3. Tokenization Is Foundation Of Google’s Index

With the widespread use of AI tools today, many SEO professionals are now familiar with the idea of tokenisation. Google also applies this process, turning words and phrases into a format that machines can understand and use for indexing. Instead of storing the original HTML content, Google saves a tokenised version of the page in its index.

 

4. “Soft 404s Are A Critical Error

This section is key because it highlights soft 404s as a serious issue. A soft 404 occurs when a page that should return a 404 error instead responds with a 200 OK status. This typically happens when a missing page is redirected to the homepage in an attempt to preserve PageRank, or when it’s sent to an error page that still returns a 200 OK—both of which are incorrect behaviours.
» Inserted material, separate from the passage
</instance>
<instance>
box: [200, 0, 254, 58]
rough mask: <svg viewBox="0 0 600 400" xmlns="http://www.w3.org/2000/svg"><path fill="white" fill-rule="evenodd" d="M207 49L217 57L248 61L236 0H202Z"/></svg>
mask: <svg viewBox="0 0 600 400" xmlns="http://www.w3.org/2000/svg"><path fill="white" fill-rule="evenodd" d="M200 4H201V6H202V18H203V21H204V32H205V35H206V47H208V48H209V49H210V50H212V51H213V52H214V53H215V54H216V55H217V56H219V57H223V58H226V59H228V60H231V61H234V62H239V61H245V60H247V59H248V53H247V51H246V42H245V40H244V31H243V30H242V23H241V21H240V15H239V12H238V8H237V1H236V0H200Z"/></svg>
There’s a common misunderstanding among SEOs that a 404 error needs to be fixed immediately. However, a 404 is only problematic if the broken link is meant to direct users to a live page that still exists. If a page has been removed with no replacement content, then a 404 status is actually the correct response. On the other hand, if the original content has been moved or replaced, then a redirect to the new page is appropriate.

What’s important here is that Google treats soft 404s as major errors. So, when SEOs try to “fix” a 404 by pointing it to the homepage, they’re actually introducing a more serious problem.

As Suzuki summarised from Illyes’ explanation: a page showing an error message or lacking meaningful content but still returning a 200 OK status is seen by Google as a soft 404. These pages waste crawl budget and deliver a poor experience, and Google’s systems are designed to detect and ignore them. Interestingly, Illyes even mentioned that Google’s own soft 404 help page was, for a time, flagged as a soft 404 and couldn’t be indexed properly.

 

Takeaways

Primary Content Focus
Google places the most value on the main content section of a webpage. While Gary Illyes didn’t directly mention it, using semantic HTML can be beneficial in making it clear which areas of a page hold the key information and which parts are supplementary.

Google Uses Tokenisation for Indexing
To better understand content and search queries, Google applies tokenisation — a method that converts text into a format its systems can process. For SEO, this means exact-match keywords are no longer the only path to visibility. Instead, it encourages site owners and writers to concentrate on creating user-focused, topic-relevant content.

Soft 404s as Serious Issues
While soft 404s are often seen as minor nuisances, they actually represent a significant problem for search visibility. These errors can waste crawl resources and hinder proper indexing, which is why it’s crucial for site managers to address them correctly.